County holds hearing about Mountainview Homes project

 

The handful of residents who continue to live at the Foss Mobile Home Park in Solvang expressed concern Jan. 14 about the metamorphosis of the park’s property into Mountainview Homes family mobile park.

More than 15 people attended a meeting held by the county’s planning and development department to discuss the expected environmental impacts of the Mountainview Homes project, which proposes to place 58 family homes manufactured off-site on what used to be the Foss Mobile Home Park, a 5.7 acre low-income senior mobile home park, wedged at 2950 Mission Drive between Highway 246 and Refugio Road. The project includes a community swimming pool, a club house and a park.

 

“When we moved into the park, it was a senior park and low-cost housing,” said current senior resident June Limes. “How did [they] get away from it being a senior park?

“Me being 80-years-old, I don’t want to be with kids running around,” she added. “I can’t see people our age having to put up with something like that. To me this is an environmental issue, too.”

Planning and development planner Brian Tetley said that the department determined that there were no significant environmental impacts, so an environmental impact study was unnecessary.

The impacts that are expected to affect current residents and the environment have been mitigated and solutions have been presented to remedy them, Tetley said.

Some of the impacts included traffic and traffic flow, construction noise, waste from the construction site, proper lighting and air pollution.

 

Joe Duvall, a resident at the park, seemed to disagree and expressed concern about how the county plans to mitigate some of the environmental impacts, such as traffic.

“We don’t need that kind of traffic on Refugio Road,” he said.

The project suggests that there be two access points to enter the park and two egress points to exit the park.

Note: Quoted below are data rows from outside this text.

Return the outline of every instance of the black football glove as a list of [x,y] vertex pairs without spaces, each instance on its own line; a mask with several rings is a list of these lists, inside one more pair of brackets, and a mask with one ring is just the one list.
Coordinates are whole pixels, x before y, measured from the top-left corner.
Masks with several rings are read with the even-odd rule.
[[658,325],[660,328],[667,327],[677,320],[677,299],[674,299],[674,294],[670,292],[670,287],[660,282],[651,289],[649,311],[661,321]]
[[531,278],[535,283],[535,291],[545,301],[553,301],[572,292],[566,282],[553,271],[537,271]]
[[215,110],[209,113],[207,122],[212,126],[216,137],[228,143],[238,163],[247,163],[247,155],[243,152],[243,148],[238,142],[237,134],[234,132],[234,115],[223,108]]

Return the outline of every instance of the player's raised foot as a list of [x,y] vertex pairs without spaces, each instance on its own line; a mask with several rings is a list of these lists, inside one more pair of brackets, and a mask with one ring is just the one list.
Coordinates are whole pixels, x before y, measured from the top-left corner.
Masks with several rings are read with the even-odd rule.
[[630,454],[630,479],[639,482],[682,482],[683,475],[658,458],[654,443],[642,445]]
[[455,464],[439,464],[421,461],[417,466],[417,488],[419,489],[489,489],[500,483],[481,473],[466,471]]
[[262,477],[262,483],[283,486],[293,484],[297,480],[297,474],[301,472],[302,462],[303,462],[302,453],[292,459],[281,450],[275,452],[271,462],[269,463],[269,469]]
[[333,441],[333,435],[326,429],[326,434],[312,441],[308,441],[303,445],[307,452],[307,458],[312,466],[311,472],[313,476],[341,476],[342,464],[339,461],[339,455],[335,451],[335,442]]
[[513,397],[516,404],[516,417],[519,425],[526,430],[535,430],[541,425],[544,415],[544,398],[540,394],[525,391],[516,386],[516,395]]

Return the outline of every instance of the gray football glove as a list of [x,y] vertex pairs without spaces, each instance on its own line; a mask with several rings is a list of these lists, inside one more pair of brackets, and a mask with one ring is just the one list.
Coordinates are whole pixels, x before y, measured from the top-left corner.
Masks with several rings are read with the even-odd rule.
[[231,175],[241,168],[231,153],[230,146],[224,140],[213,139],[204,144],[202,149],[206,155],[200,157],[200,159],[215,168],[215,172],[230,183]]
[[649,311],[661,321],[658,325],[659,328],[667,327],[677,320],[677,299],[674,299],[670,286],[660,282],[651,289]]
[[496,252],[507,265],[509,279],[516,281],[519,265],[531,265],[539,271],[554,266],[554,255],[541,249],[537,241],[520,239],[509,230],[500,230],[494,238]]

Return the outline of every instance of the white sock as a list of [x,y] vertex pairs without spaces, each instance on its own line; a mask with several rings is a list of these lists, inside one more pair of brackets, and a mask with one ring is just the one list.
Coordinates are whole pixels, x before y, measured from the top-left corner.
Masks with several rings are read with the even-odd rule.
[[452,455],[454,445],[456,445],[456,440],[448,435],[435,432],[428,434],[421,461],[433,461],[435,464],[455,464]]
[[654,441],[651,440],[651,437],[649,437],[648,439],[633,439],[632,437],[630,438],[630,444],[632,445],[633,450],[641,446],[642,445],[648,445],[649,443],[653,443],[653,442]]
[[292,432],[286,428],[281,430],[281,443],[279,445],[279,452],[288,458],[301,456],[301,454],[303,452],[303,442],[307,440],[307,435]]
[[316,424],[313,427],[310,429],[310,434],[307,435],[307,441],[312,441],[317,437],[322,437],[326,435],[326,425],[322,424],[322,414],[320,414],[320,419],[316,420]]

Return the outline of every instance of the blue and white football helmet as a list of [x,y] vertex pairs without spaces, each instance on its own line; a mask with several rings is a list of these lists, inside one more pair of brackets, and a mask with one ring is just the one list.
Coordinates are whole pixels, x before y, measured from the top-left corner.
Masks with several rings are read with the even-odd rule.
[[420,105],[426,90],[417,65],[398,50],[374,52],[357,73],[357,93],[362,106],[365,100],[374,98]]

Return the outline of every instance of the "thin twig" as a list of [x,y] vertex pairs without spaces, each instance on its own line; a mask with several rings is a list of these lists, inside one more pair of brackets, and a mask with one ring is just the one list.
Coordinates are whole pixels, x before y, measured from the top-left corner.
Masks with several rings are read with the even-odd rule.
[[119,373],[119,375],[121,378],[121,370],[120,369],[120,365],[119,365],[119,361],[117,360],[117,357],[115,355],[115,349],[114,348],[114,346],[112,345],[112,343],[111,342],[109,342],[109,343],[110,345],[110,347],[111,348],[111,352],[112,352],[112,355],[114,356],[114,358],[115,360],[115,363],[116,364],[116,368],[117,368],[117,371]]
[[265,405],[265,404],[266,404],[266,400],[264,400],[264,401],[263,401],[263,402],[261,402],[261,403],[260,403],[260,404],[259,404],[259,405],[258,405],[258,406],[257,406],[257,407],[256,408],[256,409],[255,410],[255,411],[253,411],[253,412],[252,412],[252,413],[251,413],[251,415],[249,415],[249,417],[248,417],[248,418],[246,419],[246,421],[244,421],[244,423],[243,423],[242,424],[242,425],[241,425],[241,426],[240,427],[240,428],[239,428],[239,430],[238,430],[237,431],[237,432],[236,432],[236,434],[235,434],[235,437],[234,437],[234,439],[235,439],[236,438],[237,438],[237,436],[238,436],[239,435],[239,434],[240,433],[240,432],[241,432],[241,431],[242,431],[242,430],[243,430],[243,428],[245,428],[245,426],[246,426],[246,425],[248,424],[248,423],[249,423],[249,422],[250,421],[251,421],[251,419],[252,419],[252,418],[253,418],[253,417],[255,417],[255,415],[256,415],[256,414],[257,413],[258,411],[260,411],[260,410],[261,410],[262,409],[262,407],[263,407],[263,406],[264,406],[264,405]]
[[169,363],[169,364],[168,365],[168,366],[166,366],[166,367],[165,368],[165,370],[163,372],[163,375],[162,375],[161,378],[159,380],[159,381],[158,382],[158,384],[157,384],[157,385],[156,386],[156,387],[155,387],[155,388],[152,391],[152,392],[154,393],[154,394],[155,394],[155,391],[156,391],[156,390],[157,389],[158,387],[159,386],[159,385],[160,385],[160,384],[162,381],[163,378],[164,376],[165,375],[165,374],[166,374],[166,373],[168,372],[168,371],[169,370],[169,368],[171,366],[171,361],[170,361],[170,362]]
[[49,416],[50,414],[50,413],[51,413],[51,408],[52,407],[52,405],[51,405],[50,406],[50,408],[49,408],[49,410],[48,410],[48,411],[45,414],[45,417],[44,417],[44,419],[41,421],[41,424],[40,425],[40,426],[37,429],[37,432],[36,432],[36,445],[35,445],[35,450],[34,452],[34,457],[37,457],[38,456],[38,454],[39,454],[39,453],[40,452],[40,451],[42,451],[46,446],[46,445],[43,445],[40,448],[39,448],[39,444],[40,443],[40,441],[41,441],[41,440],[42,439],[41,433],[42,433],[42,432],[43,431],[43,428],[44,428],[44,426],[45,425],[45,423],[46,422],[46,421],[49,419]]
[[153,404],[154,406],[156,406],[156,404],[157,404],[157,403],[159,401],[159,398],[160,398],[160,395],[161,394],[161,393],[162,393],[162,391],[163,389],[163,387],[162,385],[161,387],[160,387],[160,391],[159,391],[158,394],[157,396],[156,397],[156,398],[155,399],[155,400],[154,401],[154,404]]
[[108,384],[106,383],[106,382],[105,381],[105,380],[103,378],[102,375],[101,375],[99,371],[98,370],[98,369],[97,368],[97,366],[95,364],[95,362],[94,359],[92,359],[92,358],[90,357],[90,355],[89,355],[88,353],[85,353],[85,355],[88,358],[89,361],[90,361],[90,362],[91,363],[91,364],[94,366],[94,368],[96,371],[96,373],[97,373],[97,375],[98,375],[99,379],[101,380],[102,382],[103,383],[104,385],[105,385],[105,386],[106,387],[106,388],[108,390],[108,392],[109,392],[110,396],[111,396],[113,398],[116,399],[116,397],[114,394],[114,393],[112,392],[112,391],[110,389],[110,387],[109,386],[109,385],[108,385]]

Residents also are concerned about this, claiming that if a fire were to occur it would be a fire trap for many people.

“You have a lot more people going out of the park, approximately two-and-a-half more cars per unit; with all the people going out, how will the fire department get in?” said Gary Skippon, who has been a resident of the park since 1972. “This is going to be a mess.”

 

Residents and neighbors of the trailer park also expressed concern about how the construction noise and added occupancy of the trailer park would affect the presence of livestock.

Other residents are concerned about children’s safety, since many neighborhood kids walk to the Christian Academy or to Santa Ynez Valley Union High School.

Currently, eight senior residents of the old Foss Mobile Home Park remain. When Sri Two LLC, a Santa Barbara based development company, bought the park from the Robert and Margo Gould Family Trust in 2003, more than 40 residents occupied the park.

 

Mountainview Homes will have a maximum of 58 units, with five land parcels reserved for current residents who may choose to stay.

If all eight current residents stay, then the project will be allowed to build only 50 units.

Sri Two agent Stephen Orosz said that none of the residents was kicked out and that Sri Two has tried to accommodate all the residents so they would feel comfortable staying.

“There was no intimidation. No one was forced to move,” he said.

“We made an offer to everyone that if they did want to relocate that we would assist them. We thought it was all done fair and square. With over roughly 35 people taking the offer I don’t think it was any kind of forcing to get them to make a move.”

 

A park resident who asked to remain anonymous contends otherwise.

“Almost everyone who left says they shouldn’t have left, but they felt intimidated,” the resident said.

The project is in the preliminary stages. The Jan. 14 meeting covered the project’s environmental review.

It must still complete a design review; go before the Santa Barbara County Planning Commission for approval and a recommendation to the board of supervisors.

Then the Santa Barbara County Board of Supervisors will vote on the project’s approval.